When the capacity of the coal powder industrial boiler is below 40t/h, from the perspective of reducing NOx emissions, it is more appropriate to arrange a single burner at the top or bottom of the boiler. This ensures that the flame of the burner is symmetrical around the center of the furnace, allowing the air from each air channel of the burner to be well integrated with the coal powder, thus achieving low-temperature and low-oxygen design intentions, organizing a reducing atmosphere, and lowering the peak flame temperature. At the same time, it fully utilizes the entire height of the furnace, benefiting the combustion process. Taking Germany, which has long been committed to coal powder industrial boilers, as an example, many of its industrial boiler products adopt the arrangement of burners at the top of the furnace.

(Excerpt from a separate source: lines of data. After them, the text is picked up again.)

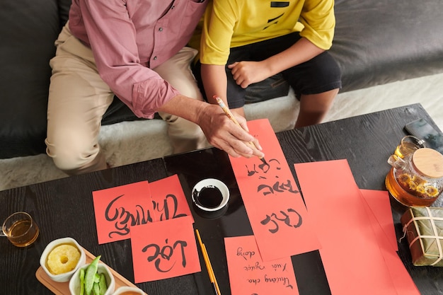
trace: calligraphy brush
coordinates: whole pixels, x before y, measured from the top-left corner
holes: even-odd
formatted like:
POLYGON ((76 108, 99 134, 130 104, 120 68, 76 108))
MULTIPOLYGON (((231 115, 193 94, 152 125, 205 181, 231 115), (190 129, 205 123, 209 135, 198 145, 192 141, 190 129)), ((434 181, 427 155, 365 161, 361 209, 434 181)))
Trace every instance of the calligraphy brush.
MULTIPOLYGON (((224 112, 224 113, 226 114, 226 116, 228 116, 228 117, 229 119, 231 119, 231 120, 232 122, 234 122, 237 126, 238 126, 240 128, 243 129, 243 127, 241 127, 241 125, 240 125, 240 123, 238 123, 238 121, 237 121, 237 120, 236 119, 236 117, 234 116, 234 115, 232 115, 232 112, 231 112, 231 110, 228 108, 228 107, 226 107, 226 105, 224 104, 224 103, 223 102, 223 100, 222 100, 222 98, 220 98, 219 96, 213 96, 214 99, 215 99, 215 100, 217 101, 217 103, 219 104, 219 105, 222 108, 222 109, 223 110, 223 111, 224 112)), ((252 141, 249 141, 247 143, 249 146, 253 149, 257 149, 257 147, 255 146, 255 145, 253 144, 253 142, 252 141)), ((258 157, 258 158, 260 158, 262 162, 263 162, 263 164, 267 164, 267 163, 266 162, 266 160, 265 160, 265 158, 263 157, 258 157)))
POLYGON ((203 242, 202 242, 202 238, 200 238, 200 233, 198 232, 198 229, 195 230, 195 233, 197 233, 198 243, 200 244, 202 253, 203 254, 203 259, 205 260, 205 264, 206 265, 207 273, 209 275, 209 280, 211 281, 211 284, 212 284, 212 286, 214 287, 215 294, 217 295, 222 295, 222 293, 220 292, 220 289, 219 288, 219 284, 217 284, 217 279, 215 278, 214 270, 212 269, 212 265, 211 265, 211 260, 209 260, 209 256, 208 255, 207 250, 206 250, 206 246, 205 245, 203 242))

Compared to the arrangement at the top, the arrangement at the bottom of the furnace is less common. Theoretical analysis shows that the arrangement at the bottom of the furnace has the following advantages: the coal powder burns through the entire furnace, resulting in a longer combustion time and lower ash carbon content; the burner is close to the ground, facilitating installation and maintenance; the shortness of the primary air duct and fewer elbows, positioned lower, can reduce the power consumption of the primary fan; and the enhanced upward draft in the furnace can reduce the power consumption of the induced draft fan.

There are numerous methods for flame measurement, with the interferometric probe technique frequently employed for on-site flame measurements. This method operates effectively in harsh environments and is suitable for point-by-point measurement of flue gas components, temperature, and particulate matter. Many coal powder swirl burners utilize this technique for flame measurement. In recent years, with significant advancements in computer technology, flame monitoring technology based on digital image processing has seen rapid development. Flame images on a 1MW coal powder combustion test bench are collected using a flame monitoring system, analyzing the geometric and brightness parameters of the flame as they vary with load, primary air mass flow rate, and particle size. Visualization-based measurement techniques are used to study the co-combustion flame of coal and biomass on the combustion test bench, analyzing the characteristics of ignition point, brightness, temperature, and vibration frequency as they change with biomass type and blending ratio. Combining this with traditional flame measurement techniques like thermocouples and flue gas analyzers, the characteristics of the co-combustion flame are analyzed. Flame image processing technology has enabled the measurement and three-dimensional reconstruction of the internal temperature field of boilers, analyzing the characteristics of the furnace temperature as it varies with boiler load. There is little research on the visualization of coal powder swirl burners' flames in power plant boilers.

The reasons for the thermal and mechanical stress impacts of coal powder burners are as follows:

I. Effects of thermal stress. The rotary kiln burner is located at the front kiln mouth, where the working environment temperature ranges from approximately 600℃ to 1300℃, with high temperatures and a wide fluctuation range. Due to the refractory material of the coal powder burner being a poor thermal conductor, the differences in temperature cause different thermal expansion coefficients, leading to cracks forming in the unevenly heated areas after some use.

The impact of mechanical stress: The high-temperature secondary air, blown into the rotary kiln from beneath the coal powder burner by the cooler, carries a certain amount of clinker dust. This causes significant erosion beneath the coal powder burner. Over time, cracks may gradually enlarge, exposing internal fasteners. At high temperatures, the welds on these fasteners can melt, and due to gravity, the fasteners and the castable material may fall off, exposing the metal shell of the burner. Without the castable material's protection, the burner is prone to cracks under high temperatures. Once cracks form, leading to air leakage, the burner becomes unusable.

The combustion characteristics of coal powder depend on the flow characteristics at the inlets and outlets of the burner, making the study of the flow field there crucial. Some scholars believe that the structure of the inlets and outlets of the burner significantly affects the distribution of the flow field, the movement of solid particles, the stable combustion of flames, and the formation of NOx. The recirculation zone formed behind the baffles at the primary air inlet is conducive to the combustion of coal powder, and this zone is distinctly visible when the baffle is 80mm away from the primary air inlet. Dong Xiaolin suggests that the formation of the recirculation zone at the burner inlets and outlets is closely related to the diameter of the burner inlets and outlets and the angle of the secondary air. The angle of the secondary air intake should not be too large, otherwise, the phenomenon of air "skimming" may occur. To further explore the influencing factors of the flow field at the burner inlets and outlets, some scholars have conducted experimental and simulation studies on how the structure of the burner and actual operating parameters affect flow characteristics.